Evodiamine (EVO), a natural dietary alkaloid extracted from the roots of the Evodia rutaecarpa, has shown anticancer activities. Here, we have investigated EVO's role in inhibiting cell proliferation and migration in A549 and NCI-H522 lung cancer cells. EVO decreased the cell viability in A549 and NCI-H522 cells in a dose- and time-dependent manner. It also induced apoptosis by downregulating the expression of antiapoptotic Bcl-2 and upregulating the expression of cleaved caspase-3 and PARP. In addition, the treatment of EVO elevated the level of reactive oxygen species (ROS) generation inside the cells to induce the cell death pathways.

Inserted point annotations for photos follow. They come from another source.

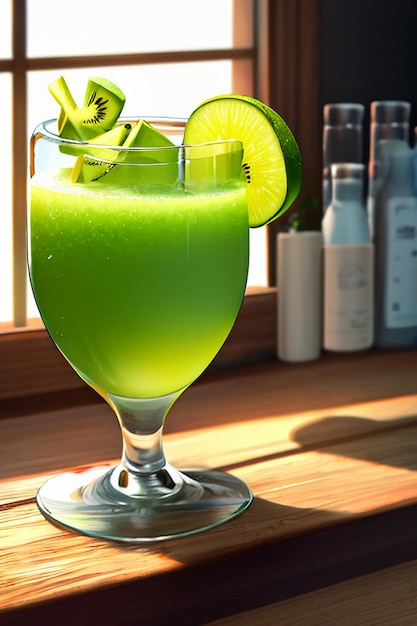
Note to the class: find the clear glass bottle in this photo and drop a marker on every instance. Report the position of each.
(396, 248)
(342, 140)
(348, 263)
(390, 119)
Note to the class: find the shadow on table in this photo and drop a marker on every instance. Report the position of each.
(389, 443)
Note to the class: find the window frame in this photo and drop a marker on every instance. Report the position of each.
(285, 75)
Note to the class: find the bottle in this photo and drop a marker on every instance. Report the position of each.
(390, 119)
(396, 248)
(348, 263)
(342, 140)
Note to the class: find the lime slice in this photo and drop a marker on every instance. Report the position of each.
(271, 159)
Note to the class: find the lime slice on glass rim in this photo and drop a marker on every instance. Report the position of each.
(271, 156)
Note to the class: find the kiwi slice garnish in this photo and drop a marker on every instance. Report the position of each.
(103, 103)
(271, 158)
(98, 160)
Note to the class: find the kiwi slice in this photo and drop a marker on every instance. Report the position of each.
(96, 162)
(103, 164)
(159, 157)
(271, 158)
(103, 104)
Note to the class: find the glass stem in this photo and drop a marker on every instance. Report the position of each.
(143, 470)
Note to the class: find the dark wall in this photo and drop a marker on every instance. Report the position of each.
(368, 52)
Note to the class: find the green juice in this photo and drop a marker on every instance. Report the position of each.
(138, 286)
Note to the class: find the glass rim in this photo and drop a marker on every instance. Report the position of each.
(170, 123)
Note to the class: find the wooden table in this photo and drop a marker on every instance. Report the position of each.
(329, 449)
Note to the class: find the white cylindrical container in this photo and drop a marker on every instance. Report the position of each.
(348, 297)
(299, 274)
(348, 264)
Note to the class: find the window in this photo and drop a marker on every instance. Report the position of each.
(273, 52)
(157, 52)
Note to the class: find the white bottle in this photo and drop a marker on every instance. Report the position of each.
(396, 249)
(348, 263)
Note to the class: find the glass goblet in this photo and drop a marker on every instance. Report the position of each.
(138, 272)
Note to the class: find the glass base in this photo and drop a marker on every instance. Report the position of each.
(100, 502)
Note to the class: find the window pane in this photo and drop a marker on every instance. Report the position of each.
(6, 204)
(171, 90)
(5, 29)
(84, 28)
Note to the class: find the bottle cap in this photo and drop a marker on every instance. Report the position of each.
(390, 111)
(343, 114)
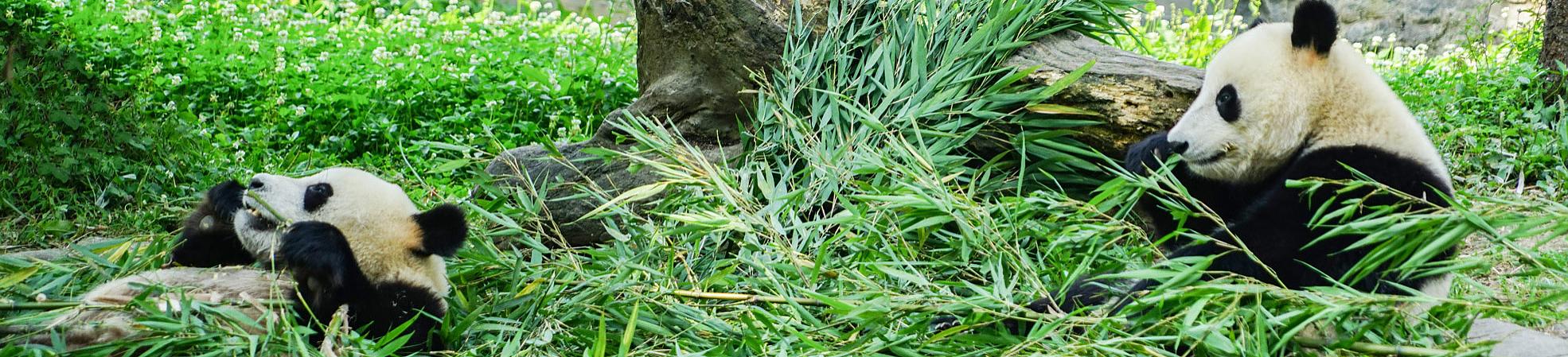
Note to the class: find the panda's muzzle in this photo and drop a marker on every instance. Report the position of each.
(1206, 160)
(258, 219)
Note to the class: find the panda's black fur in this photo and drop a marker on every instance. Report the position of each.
(208, 239)
(318, 257)
(1266, 215)
(396, 277)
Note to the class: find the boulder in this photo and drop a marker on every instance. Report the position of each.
(1414, 22)
(1516, 340)
(695, 60)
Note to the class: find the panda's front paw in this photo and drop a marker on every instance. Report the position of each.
(209, 239)
(1147, 153)
(223, 201)
(318, 255)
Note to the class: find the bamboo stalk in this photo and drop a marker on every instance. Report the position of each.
(270, 210)
(37, 305)
(1299, 339)
(63, 305)
(1371, 348)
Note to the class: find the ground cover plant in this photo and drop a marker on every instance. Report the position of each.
(861, 207)
(148, 102)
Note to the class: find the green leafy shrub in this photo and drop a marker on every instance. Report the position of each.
(143, 103)
(68, 132)
(344, 79)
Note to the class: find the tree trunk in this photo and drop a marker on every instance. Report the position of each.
(693, 61)
(696, 58)
(1554, 46)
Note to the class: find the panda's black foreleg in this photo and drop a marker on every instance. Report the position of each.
(328, 277)
(323, 268)
(208, 239)
(1149, 155)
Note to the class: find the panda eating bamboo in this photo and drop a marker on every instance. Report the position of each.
(344, 237)
(1285, 102)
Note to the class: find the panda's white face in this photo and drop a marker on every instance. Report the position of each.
(375, 216)
(350, 200)
(1254, 107)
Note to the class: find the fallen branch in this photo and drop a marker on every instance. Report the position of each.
(1371, 348)
(63, 305)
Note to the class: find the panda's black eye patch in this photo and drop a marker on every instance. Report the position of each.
(315, 196)
(1228, 103)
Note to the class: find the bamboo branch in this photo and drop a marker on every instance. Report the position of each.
(1369, 348)
(270, 210)
(37, 305)
(61, 305)
(1301, 339)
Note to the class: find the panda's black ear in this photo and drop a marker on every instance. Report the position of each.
(1314, 25)
(444, 229)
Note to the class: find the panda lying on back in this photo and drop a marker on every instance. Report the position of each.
(357, 242)
(1286, 102)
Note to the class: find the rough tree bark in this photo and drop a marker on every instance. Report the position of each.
(1554, 46)
(693, 60)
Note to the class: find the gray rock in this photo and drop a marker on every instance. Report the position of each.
(1134, 95)
(695, 60)
(1413, 21)
(1516, 340)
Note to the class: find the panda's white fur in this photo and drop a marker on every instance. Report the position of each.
(1286, 102)
(1335, 101)
(355, 240)
(372, 213)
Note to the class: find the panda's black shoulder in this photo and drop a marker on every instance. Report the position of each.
(1385, 166)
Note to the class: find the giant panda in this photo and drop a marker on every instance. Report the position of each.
(1285, 102)
(342, 239)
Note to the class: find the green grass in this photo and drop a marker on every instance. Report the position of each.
(123, 111)
(863, 193)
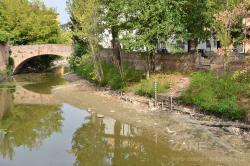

In contrast, the pretreatment of ROS scavenger, N-acetyl cysteine, reverses the effect of EVO and attenuates cell death. Moreover, excess ROS generation in response to EVO resulted in the depletion of mitochondrial membrane potential. Furthermore, it induced DNA damage and arrested the cell cycle at the G2/M phase in A549 and NCI-H522 cells. Our study also investigated that EVO significantly suppressed tumorigenicity by inhibiting colony formation and tumorsphere formation. However, the treatment of EVO downregulated the cancer stem cell markers CD44 and CD133 in non-small-cell lung cancer. The inhibitory effect of EVO on cell invasion was mediated by altering the expression of E-cadherin, ZO-1, N-cadherin, and Vimentin. Additionally, we have revealed that EVO treatment showed downregulation of SOX9, an upstream component of β-catenin. Lastly, we have demonstrated that EVO targets the SOX9-β-catenin axis by reducing SOX9 and β-catenin expression. These findings suggested that EVO could be a promising agent for treating human lung cancer.